# Infinite Mixture Models

Let's return to the mixture models.

The relationship between the 2 models is $\bar\theta_i$ = $\theta_{z_i}$.

In the model on the right,

- $\Theta = \set{\theta_1, \dots, \theta_K}$
- $G(\theta) = \sum_{j=1}^K\pi_j\delta(\theta,\theta_j)$
- $\bar\theta_i \sim G$

We have extended the model on the right to the infinite space $\Theta$:

- $\Theta = \set{\text{all possible }\theta\text{'s}}$
- $G(\theta) = \sum_{j=1}^\infty\pi_j\delta(\theta,\theta_j)$
- $\bar\theta_i \sim G$

Since viewing the clusters in terms of $z_i$ is useful, let's convert back to the model on the left.
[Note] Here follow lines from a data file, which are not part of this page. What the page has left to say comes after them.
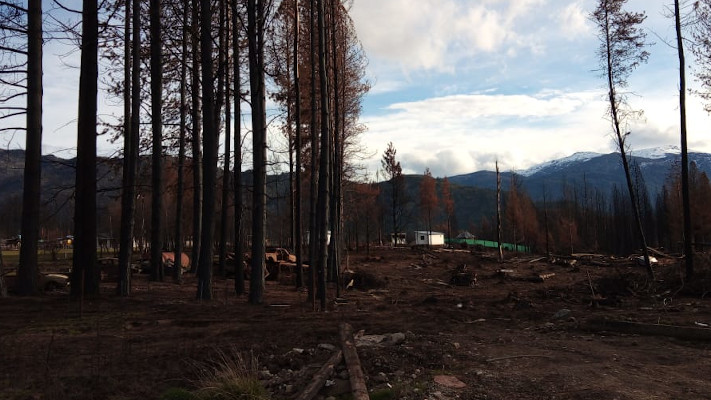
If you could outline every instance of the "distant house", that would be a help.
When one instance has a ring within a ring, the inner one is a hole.
[[[415,231],[415,245],[444,246],[444,233],[433,231]]]

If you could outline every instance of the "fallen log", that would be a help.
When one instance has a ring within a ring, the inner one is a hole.
[[[666,336],[684,340],[711,341],[711,329],[689,326],[644,324],[596,318],[585,322],[583,328],[593,332],[608,331],[647,336]]]
[[[353,327],[348,323],[342,322],[339,326],[339,334],[343,358],[346,360],[346,367],[348,367],[348,375],[350,376],[353,399],[370,400],[368,388],[365,386],[363,369],[360,366],[360,359],[353,340]]]
[[[538,276],[534,279],[536,282],[543,282],[546,279],[550,279],[555,276],[555,273],[553,272],[548,272],[548,273],[543,273],[543,274],[538,274]]]
[[[343,351],[338,350],[333,353],[331,358],[323,364],[321,369],[318,370],[318,372],[311,379],[311,382],[308,386],[306,386],[304,391],[299,394],[299,397],[297,397],[296,400],[311,400],[316,397],[319,390],[321,390],[323,385],[326,383],[328,377],[333,373],[333,369],[336,368],[336,365],[341,363],[341,360],[343,360]]]

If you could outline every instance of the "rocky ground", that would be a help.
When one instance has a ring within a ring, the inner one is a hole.
[[[703,260],[702,260],[703,261]],[[0,399],[161,398],[194,391],[219,361],[240,360],[274,399],[294,399],[355,332],[373,399],[711,398],[708,268],[682,284],[660,258],[649,280],[634,260],[548,260],[469,250],[350,253],[326,312],[287,276],[265,304],[217,278],[149,282],[133,294],[72,301],[59,291],[0,299]],[[206,372],[207,371],[207,372]],[[351,398],[344,363],[319,398]]]

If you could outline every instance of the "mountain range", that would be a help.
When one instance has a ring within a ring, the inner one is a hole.
[[[674,166],[680,165],[681,161],[681,152],[676,146],[632,151],[629,156],[630,165],[639,168],[652,201],[661,192]],[[711,176],[711,154],[689,152],[689,160]],[[503,190],[508,190],[513,174],[517,175],[516,181],[534,201],[543,200],[544,190],[549,199],[560,198],[566,187],[580,189],[585,186],[607,196],[614,186],[626,190],[627,185],[620,153],[581,152],[524,171],[502,172]],[[457,175],[450,177],[449,181],[460,186],[496,190],[496,173],[493,171]]]
[[[690,152],[689,159],[698,169],[711,176],[711,154]],[[71,221],[72,210],[61,207],[73,195],[75,159],[65,160],[47,155],[42,158],[43,204],[50,208],[62,209],[67,214],[65,220]],[[675,165],[679,165],[680,152],[676,147],[654,148],[632,152],[631,164],[638,167],[646,184],[649,198],[654,204],[664,182]],[[146,159],[145,162],[148,162]],[[100,159],[98,164],[99,189],[98,203],[106,207],[117,198],[121,184],[121,162],[117,159]],[[22,198],[22,176],[24,151],[0,149],[0,235],[19,230],[19,208]],[[605,197],[610,196],[613,187],[626,190],[625,177],[619,153],[576,153],[569,157],[552,160],[523,171],[502,172],[502,190],[508,191],[512,180],[525,190],[535,202],[542,202],[544,193],[549,201],[560,199],[566,190],[574,188],[578,193],[584,190],[597,190]],[[247,181],[251,174],[245,172]],[[283,183],[286,176],[270,177],[270,193],[274,198],[286,196],[288,185]],[[419,183],[421,175],[405,177],[406,197],[411,200],[408,206],[411,221],[408,228],[417,229]],[[455,203],[456,220],[460,226],[479,224],[482,217],[490,217],[496,207],[496,173],[477,171],[470,174],[448,178],[452,184],[452,197]],[[282,183],[279,183],[282,182]],[[387,196],[388,188],[383,183],[381,193]],[[590,193],[590,192],[589,192]],[[505,198],[504,198],[505,200]],[[273,202],[273,200],[270,200]],[[383,204],[388,201],[382,199]],[[270,209],[278,209],[272,204]],[[281,206],[283,207],[283,206]],[[49,211],[56,213],[57,211]],[[70,222],[69,222],[70,223]],[[412,226],[409,226],[412,225]],[[3,232],[6,231],[6,232]]]

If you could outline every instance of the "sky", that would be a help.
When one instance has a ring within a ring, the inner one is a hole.
[[[524,170],[575,152],[615,150],[606,118],[595,0],[353,0],[351,17],[369,59],[361,163],[375,178],[389,142],[403,172],[436,177]],[[671,1],[630,0],[645,11],[649,62],[629,79],[644,117],[628,126],[631,149],[679,144],[678,59]],[[48,42],[44,61],[44,152],[76,147],[78,54]],[[60,56],[61,61],[60,61]],[[689,60],[691,54],[687,54]],[[698,85],[687,71],[692,88]],[[102,117],[121,112],[100,96]],[[687,99],[689,148],[711,152],[711,118]],[[244,119],[244,118],[243,118]],[[248,118],[247,118],[248,119]],[[0,124],[3,122],[0,121]],[[23,148],[22,135],[0,146]],[[99,139],[99,153],[120,147]]]
[[[670,1],[645,11],[649,62],[629,80],[631,149],[679,145],[679,69]],[[373,83],[362,122],[375,169],[392,142],[405,173],[523,170],[580,151],[615,150],[606,119],[594,0],[355,0]],[[691,55],[687,54],[691,59]],[[691,76],[689,84],[697,87]],[[697,87],[698,88],[698,87]],[[687,100],[689,148],[711,151],[711,119]],[[372,170],[372,169],[371,169]]]

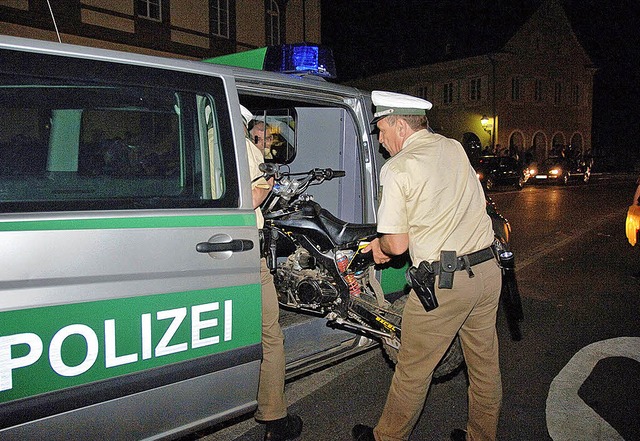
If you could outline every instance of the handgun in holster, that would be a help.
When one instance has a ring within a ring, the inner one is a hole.
[[[425,311],[429,312],[438,307],[436,298],[436,273],[431,264],[422,261],[418,267],[412,266],[407,270],[407,283],[413,288]]]

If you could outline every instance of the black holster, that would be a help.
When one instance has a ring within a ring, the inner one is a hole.
[[[436,273],[431,264],[422,261],[418,267],[412,266],[407,270],[407,283],[413,288],[425,311],[429,312],[438,307],[436,299]]]

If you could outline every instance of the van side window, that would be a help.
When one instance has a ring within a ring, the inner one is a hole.
[[[140,84],[141,72],[118,75],[113,64],[91,79],[57,66],[50,76],[0,74],[0,210],[236,206],[222,81],[204,77],[197,90],[186,79]]]
[[[240,95],[240,102],[253,113],[249,128],[257,145],[264,140],[258,147],[264,149],[266,162],[287,163],[294,172],[316,167],[345,170],[343,178],[313,186],[308,193],[340,219],[364,222],[367,164],[362,160],[362,134],[346,105],[304,96],[277,99],[257,94]]]

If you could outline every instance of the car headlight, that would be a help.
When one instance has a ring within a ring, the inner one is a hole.
[[[530,169],[527,169],[525,173],[528,174],[529,176],[535,176],[538,174],[538,170],[536,170],[535,168],[530,168]]]
[[[482,181],[482,173],[476,173],[476,176]]]
[[[557,176],[561,173],[562,173],[562,170],[560,170],[559,168],[552,168],[551,170],[549,170],[550,175]]]

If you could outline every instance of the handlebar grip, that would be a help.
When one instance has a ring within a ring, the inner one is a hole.
[[[343,178],[347,174],[344,170],[331,170],[330,168],[328,168],[325,175],[327,180],[331,180],[333,178]]]
[[[267,162],[263,162],[262,164],[258,165],[258,168],[262,173],[269,176],[273,176],[277,174],[279,170],[278,164],[272,164]]]

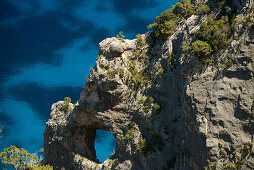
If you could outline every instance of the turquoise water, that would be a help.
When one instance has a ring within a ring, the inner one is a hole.
[[[1,0],[0,150],[10,145],[36,153],[43,146],[52,103],[79,99],[98,43],[123,31],[145,33],[168,0]],[[97,131],[97,157],[115,149],[114,137]],[[107,141],[108,147],[102,145]]]

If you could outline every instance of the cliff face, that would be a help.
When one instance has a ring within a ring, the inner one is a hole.
[[[155,30],[103,40],[80,100],[52,105],[45,162],[55,169],[254,169],[253,1],[208,4],[210,12],[184,19],[166,38]],[[222,11],[233,16],[223,48]],[[205,39],[216,30],[202,38],[211,27],[221,31],[217,44]],[[206,43],[199,49],[210,43],[210,52],[196,50],[197,41]],[[117,142],[103,164],[96,163],[96,129]]]

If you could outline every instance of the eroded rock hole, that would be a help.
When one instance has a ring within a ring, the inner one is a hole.
[[[95,138],[95,150],[99,163],[108,159],[116,149],[116,140],[109,131],[97,129]]]

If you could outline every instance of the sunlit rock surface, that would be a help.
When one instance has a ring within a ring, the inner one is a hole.
[[[232,1],[229,8],[245,15],[252,5]],[[205,17],[192,15],[166,40],[150,33],[103,40],[80,100],[52,105],[45,163],[55,169],[198,170],[236,165],[245,156],[242,168],[254,169],[254,29],[237,23],[240,36],[212,54],[216,64],[204,65],[181,46],[185,37],[195,39]],[[233,60],[230,67],[225,58]],[[102,164],[96,163],[96,129],[110,131],[117,143]]]

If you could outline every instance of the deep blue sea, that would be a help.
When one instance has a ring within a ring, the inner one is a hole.
[[[79,99],[98,43],[123,31],[128,39],[177,0],[0,0],[0,151],[43,147],[52,103]],[[107,143],[107,145],[106,145]],[[97,157],[115,149],[97,130]]]

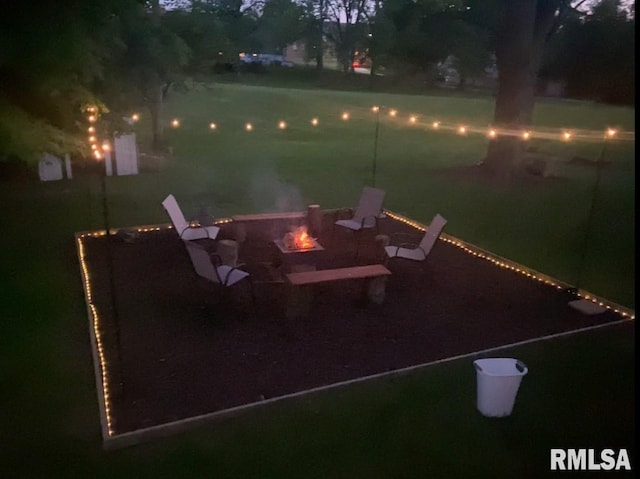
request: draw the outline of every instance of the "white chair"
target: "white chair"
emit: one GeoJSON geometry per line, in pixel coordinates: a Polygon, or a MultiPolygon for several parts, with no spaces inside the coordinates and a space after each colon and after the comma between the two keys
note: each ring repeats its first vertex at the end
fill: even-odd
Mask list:
{"type": "Polygon", "coordinates": [[[185,240],[184,244],[198,276],[225,287],[233,286],[246,279],[251,288],[251,298],[254,299],[253,284],[249,273],[237,267],[222,264],[220,256],[209,253],[204,246],[198,243],[185,240]]]}
{"type": "Polygon", "coordinates": [[[365,186],[360,195],[360,201],[349,220],[338,220],[336,225],[348,228],[353,231],[360,231],[365,228],[378,228],[378,218],[382,213],[382,202],[384,201],[384,190],[365,186]]]}
{"type": "Polygon", "coordinates": [[[420,243],[385,246],[384,251],[388,258],[405,258],[413,261],[424,261],[436,244],[446,224],[447,220],[437,214],[431,220],[431,224],[427,228],[427,231],[425,231],[424,236],[422,236],[420,243]]]}
{"type": "Polygon", "coordinates": [[[178,202],[173,195],[167,196],[162,202],[162,206],[171,218],[173,227],[178,232],[180,238],[184,240],[198,240],[198,239],[216,239],[220,228],[217,226],[200,226],[190,224],[182,214],[178,202]]]}

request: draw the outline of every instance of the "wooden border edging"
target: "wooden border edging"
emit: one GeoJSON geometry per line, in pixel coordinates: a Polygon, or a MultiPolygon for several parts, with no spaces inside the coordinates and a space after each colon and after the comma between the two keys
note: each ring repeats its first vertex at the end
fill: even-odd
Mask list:
{"type": "MultiPolygon", "coordinates": [[[[325,213],[332,213],[332,212],[336,212],[336,211],[340,211],[341,209],[329,209],[329,210],[324,210],[325,213]]],[[[418,230],[424,231],[426,230],[426,226],[410,220],[409,218],[406,218],[400,214],[394,213],[390,210],[385,210],[386,215],[394,220],[398,220],[401,222],[404,222],[418,230]]],[[[239,221],[242,221],[242,217],[256,217],[256,216],[260,216],[260,218],[256,218],[256,219],[266,219],[269,215],[273,215],[272,213],[266,213],[262,216],[260,215],[236,215],[236,217],[239,218],[239,221]]],[[[290,213],[277,213],[276,215],[281,215],[280,219],[290,219],[290,218],[300,218],[304,216],[304,213],[298,213],[298,212],[290,212],[290,213]]],[[[226,224],[226,223],[232,223],[233,222],[233,217],[232,218],[220,218],[218,220],[215,221],[215,224],[226,224]]],[[[172,226],[169,223],[164,223],[164,224],[155,224],[155,225],[145,225],[145,226],[137,226],[137,227],[124,227],[124,228],[111,228],[110,229],[110,233],[111,234],[116,234],[118,231],[123,230],[123,231],[137,231],[138,233],[144,233],[144,232],[152,232],[152,231],[160,231],[163,229],[171,229],[172,226]]],[[[96,388],[97,388],[97,396],[98,396],[98,409],[100,412],[100,426],[101,426],[101,432],[102,432],[102,439],[103,439],[103,447],[104,449],[107,450],[111,450],[111,449],[119,449],[119,448],[123,448],[123,447],[127,447],[127,446],[132,446],[132,445],[136,445],[136,444],[140,444],[142,442],[146,442],[152,439],[156,439],[156,438],[162,438],[162,437],[167,437],[170,435],[174,435],[180,432],[184,432],[184,431],[188,431],[188,430],[192,430],[197,426],[200,425],[204,425],[204,424],[208,424],[211,422],[214,422],[216,420],[220,420],[222,418],[227,418],[227,417],[232,417],[235,415],[238,415],[246,410],[249,409],[253,409],[259,406],[263,406],[263,405],[267,405],[267,404],[272,404],[272,403],[276,403],[276,402],[281,402],[281,401],[287,401],[290,399],[295,399],[298,397],[302,397],[305,395],[311,395],[311,394],[316,394],[322,391],[326,391],[326,390],[330,390],[330,389],[334,389],[334,388],[340,388],[343,386],[348,386],[351,384],[355,384],[355,383],[360,383],[360,382],[364,382],[364,381],[371,381],[371,380],[375,380],[375,379],[380,379],[380,378],[385,378],[385,377],[391,377],[391,376],[398,376],[398,375],[403,375],[418,369],[422,369],[422,368],[426,368],[429,366],[433,366],[433,365],[437,365],[437,364],[442,364],[442,363],[446,363],[446,362],[450,362],[450,361],[455,361],[458,359],[463,359],[463,358],[467,358],[467,357],[472,357],[472,356],[477,356],[480,354],[485,354],[488,352],[492,352],[492,351],[498,351],[501,349],[506,349],[506,348],[511,348],[511,347],[516,347],[516,346],[520,346],[520,345],[524,345],[524,344],[528,344],[528,343],[533,343],[533,342],[537,342],[537,341],[545,341],[545,340],[549,340],[549,339],[553,339],[556,337],[560,337],[560,336],[567,336],[567,335],[572,335],[572,334],[577,334],[580,332],[585,332],[585,331],[589,331],[589,330],[593,330],[593,329],[599,329],[599,328],[603,328],[606,326],[612,326],[612,325],[617,325],[617,324],[621,324],[627,321],[633,321],[635,319],[635,312],[633,310],[631,310],[630,308],[626,308],[624,306],[618,305],[616,303],[613,303],[611,301],[608,301],[604,298],[600,298],[588,291],[584,291],[584,290],[579,290],[578,291],[578,295],[583,297],[584,299],[590,300],[596,304],[599,304],[601,306],[606,307],[607,309],[613,309],[616,313],[620,314],[622,316],[622,319],[620,319],[619,321],[613,321],[610,323],[605,323],[605,324],[600,324],[600,325],[595,325],[595,326],[589,326],[589,327],[585,327],[585,328],[580,328],[580,329],[575,329],[572,331],[566,331],[563,333],[557,333],[557,334],[552,334],[552,335],[548,335],[548,336],[543,336],[540,338],[533,338],[533,339],[529,339],[529,340],[524,340],[524,341],[520,341],[520,342],[516,342],[516,343],[511,343],[511,344],[507,344],[507,345],[503,345],[503,346],[497,346],[494,348],[489,348],[489,349],[484,349],[481,351],[475,351],[475,352],[471,352],[471,353],[466,353],[466,354],[462,354],[462,355],[458,355],[458,356],[453,356],[450,358],[444,358],[444,359],[439,359],[436,361],[432,361],[432,362],[428,362],[428,363],[423,363],[423,364],[418,364],[418,365],[414,365],[414,366],[409,366],[406,368],[402,368],[402,369],[397,369],[394,371],[388,371],[388,372],[384,372],[384,373],[377,373],[377,374],[373,374],[373,375],[369,375],[369,376],[364,376],[361,378],[355,378],[355,379],[351,379],[351,380],[347,380],[347,381],[342,381],[342,382],[338,382],[338,383],[333,383],[333,384],[329,384],[326,386],[320,386],[320,387],[316,387],[316,388],[312,388],[312,389],[307,389],[304,391],[299,391],[299,392],[295,392],[295,393],[291,393],[291,394],[285,394],[283,396],[278,396],[275,398],[270,398],[270,399],[266,399],[260,402],[254,402],[254,403],[249,403],[249,404],[243,404],[240,406],[236,406],[233,408],[229,408],[229,409],[224,409],[221,411],[216,411],[216,412],[212,412],[209,414],[203,414],[203,415],[199,415],[199,416],[194,416],[194,417],[190,417],[190,418],[186,418],[186,419],[182,419],[179,421],[173,421],[173,422],[169,422],[169,423],[165,423],[165,424],[160,424],[157,426],[152,426],[149,428],[144,428],[144,429],[138,429],[135,431],[130,431],[130,432],[126,432],[126,433],[122,433],[122,434],[115,434],[112,433],[111,429],[110,429],[110,416],[109,416],[109,387],[111,386],[109,384],[109,375],[108,375],[108,371],[107,369],[107,365],[105,364],[103,366],[103,362],[101,360],[101,358],[103,357],[103,352],[102,352],[102,346],[101,346],[101,340],[100,340],[100,335],[99,335],[99,315],[98,315],[98,311],[95,309],[95,306],[93,305],[93,301],[92,301],[92,292],[91,292],[91,281],[90,281],[90,273],[88,270],[88,267],[85,264],[84,261],[84,245],[82,243],[82,238],[83,237],[101,237],[101,236],[105,236],[107,234],[106,230],[94,230],[94,231],[81,231],[81,232],[77,232],[75,233],[74,237],[75,237],[75,242],[76,242],[76,252],[77,252],[77,257],[78,257],[78,261],[80,263],[80,274],[81,274],[81,278],[82,278],[82,286],[83,286],[83,291],[84,291],[84,295],[85,295],[85,302],[86,302],[86,307],[87,307],[87,316],[89,319],[89,335],[90,335],[90,340],[91,340],[91,353],[92,353],[92,357],[93,357],[93,364],[94,364],[94,376],[95,376],[95,381],[96,381],[96,388]]],[[[535,271],[533,269],[527,268],[525,266],[522,266],[518,263],[515,263],[511,260],[508,260],[506,258],[503,258],[501,256],[495,255],[493,253],[490,253],[486,250],[483,250],[482,248],[479,248],[471,243],[462,241],[454,236],[451,235],[447,235],[447,234],[442,234],[440,236],[440,240],[449,242],[463,250],[465,250],[467,253],[469,254],[473,254],[479,257],[482,257],[483,259],[486,259],[488,261],[491,261],[501,267],[507,268],[507,269],[511,269],[514,270],[516,272],[525,274],[527,276],[532,277],[532,279],[537,279],[538,281],[543,281],[543,282],[547,282],[555,287],[558,287],[560,289],[562,288],[571,288],[571,286],[567,283],[564,283],[562,281],[559,281],[551,276],[545,275],[544,273],[540,273],[538,271],[535,271]]]]}

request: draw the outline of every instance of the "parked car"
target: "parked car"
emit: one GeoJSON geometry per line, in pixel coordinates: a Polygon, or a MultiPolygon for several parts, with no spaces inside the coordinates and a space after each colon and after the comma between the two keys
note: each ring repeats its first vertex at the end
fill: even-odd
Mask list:
{"type": "Polygon", "coordinates": [[[285,60],[282,55],[273,53],[241,53],[239,60],[240,63],[244,64],[260,64],[263,66],[278,65],[283,67],[293,66],[293,63],[285,60]]]}

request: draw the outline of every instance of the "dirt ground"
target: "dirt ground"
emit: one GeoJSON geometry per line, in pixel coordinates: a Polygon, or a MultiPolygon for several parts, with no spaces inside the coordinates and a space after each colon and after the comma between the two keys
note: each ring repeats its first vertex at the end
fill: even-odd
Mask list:
{"type": "MultiPolygon", "coordinates": [[[[423,262],[387,262],[382,304],[367,301],[363,280],[348,280],[312,287],[306,314],[287,317],[283,273],[381,260],[373,234],[362,235],[356,256],[354,234],[332,228],[336,218],[323,218],[325,249],[295,259],[273,242],[289,222],[247,225],[239,261],[255,302],[248,282],[225,289],[198,277],[174,230],[84,238],[115,432],[620,319],[581,314],[568,292],[445,241],[423,262]]],[[[379,233],[421,237],[391,218],[379,233]]],[[[217,239],[237,234],[225,224],[217,239]]]]}

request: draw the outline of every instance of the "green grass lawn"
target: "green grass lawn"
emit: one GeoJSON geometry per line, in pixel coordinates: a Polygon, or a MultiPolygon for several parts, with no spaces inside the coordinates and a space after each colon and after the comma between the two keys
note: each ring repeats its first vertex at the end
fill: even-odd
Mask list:
{"type": "MultiPolygon", "coordinates": [[[[109,178],[109,222],[167,222],[160,202],[169,192],[189,213],[208,207],[218,216],[352,205],[371,181],[374,103],[443,122],[487,124],[492,111],[482,98],[237,85],[175,95],[167,117],[180,117],[183,127],[170,132],[174,157],[160,171],[109,178]],[[352,112],[348,126],[343,109],[352,112]],[[318,129],[308,126],[312,116],[320,118],[318,129]],[[280,118],[291,128],[277,130],[280,118]],[[256,126],[250,134],[242,130],[246,121],[256,126]]],[[[633,127],[633,111],[574,103],[542,103],[536,118],[545,126],[633,127]]],[[[479,135],[384,120],[376,184],[387,190],[390,209],[425,222],[440,212],[449,233],[575,281],[595,172],[562,165],[562,180],[509,193],[438,172],[473,164],[485,146],[479,135]]],[[[598,154],[587,145],[539,147],[598,154]]],[[[582,286],[633,307],[633,148],[615,144],[609,153],[582,286]]],[[[475,372],[466,358],[104,452],[73,243],[74,232],[104,226],[99,178],[3,181],[0,201],[2,477],[544,477],[553,447],[633,449],[629,322],[501,351],[529,367],[505,419],[475,410],[475,372]]]]}

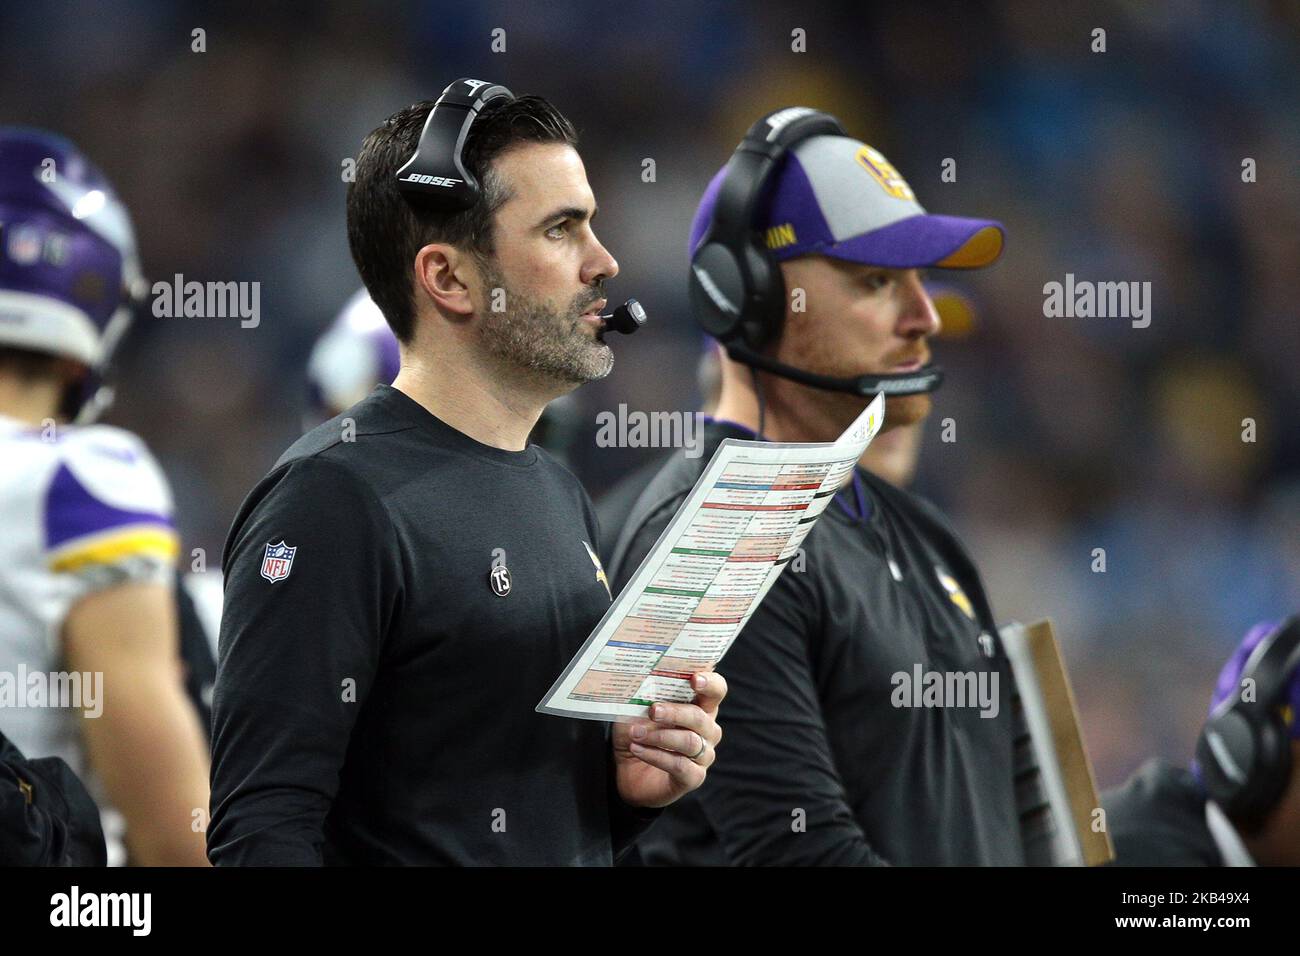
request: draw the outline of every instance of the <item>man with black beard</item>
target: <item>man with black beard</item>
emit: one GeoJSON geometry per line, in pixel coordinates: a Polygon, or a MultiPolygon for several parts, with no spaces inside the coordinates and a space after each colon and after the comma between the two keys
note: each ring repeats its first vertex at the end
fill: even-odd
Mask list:
{"type": "Polygon", "coordinates": [[[372,132],[348,190],[400,371],[294,443],[226,544],[217,864],[608,865],[721,737],[716,673],[612,732],[534,710],[610,596],[590,501],[527,436],[613,367],[618,264],[573,127],[538,97],[465,121],[467,208],[412,197],[432,107],[372,132]]]}

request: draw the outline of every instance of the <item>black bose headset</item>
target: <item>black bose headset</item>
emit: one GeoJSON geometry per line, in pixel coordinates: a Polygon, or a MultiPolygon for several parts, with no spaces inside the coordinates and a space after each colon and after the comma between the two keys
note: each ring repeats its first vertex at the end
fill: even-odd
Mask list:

Our plan is to show a way to sample $z_i$'s and argue that the predictive probability distribution matches the one from Dirichlet process.

# Chinese Restaurant Process

Pitman and Dubins named this process after seeing super huge Chinese restaurants in San Francisco's Chinatown.

** Definition** (Chinese Restaurant Process) Imagine an infinite number of tables labeled $1, 2, \dots$. Customers come in one by one.

- Customer #1 sits at table 1.
- Customer #$i$ sits at:
- an occupied table $j$ with probability $\propto$ the number of people in table $j$, or
- the first unoccupied table with probability $\propto \alpha$

- If any customer sits at an empty table $j$, the customer orders food $\theta_j \sim H$ to be shared in the table.

If customer #$i$ sits at table $j$, we let $z_i = j$ and $\bar\theta_i = \theta_j$.

Let $N_j$ be the number of people at table $j$. For customer #($n+1$), we have $$\begin{align*} \prob{\text{choose table }j} &= \frac{N_j}{\alpha + N} \\ \prob{\text{choose a new table}} &= \frac{\alpha}{\alpha + N} \end{align*}$$ which matches the predictive probability from Dirichlet process.

Interestingly, CRP also shows us that $z_i$ are exchangeable; i.e., we can shuffle the order of the customers. For example,

The probability of the configuration above is $$\frac{\alpha}{\alpha} \cdot\frac{1}{\alpha+1} \cdot\frac{\alpha}{\alpha+2} \cdot\frac{1}{\alpha+3} \cdot\frac{2}{\alpha+4} \cdot\frac{\alpha}{\alpha+5}$$ If we shuffle the customer and get a new configuration:

The probability of the new configuration is $$\frac{\alpha}{\alpha} \cdot\frac{\alpha}{\alpha+1} \cdot\frac{1}{\alpha+2} \cdot\frac{\alpha}{\alpha+3} \cdot\frac{1}{\alpha+4} \cdot\frac{2}{\alpha+5}$$ We can see that the two probabilities are equal.

Finally, we get a graphical model

To sample $x_i$'s:

- $\pi \sim \Mr{GEM}(\alpha)$
- $z_i \sim \pi$
- $\theta_j \sim H(\lambda)$
- $x_i \sim F(\theta_{z_i})$

Alternatively, the first 3 steps can be sampled using CRP.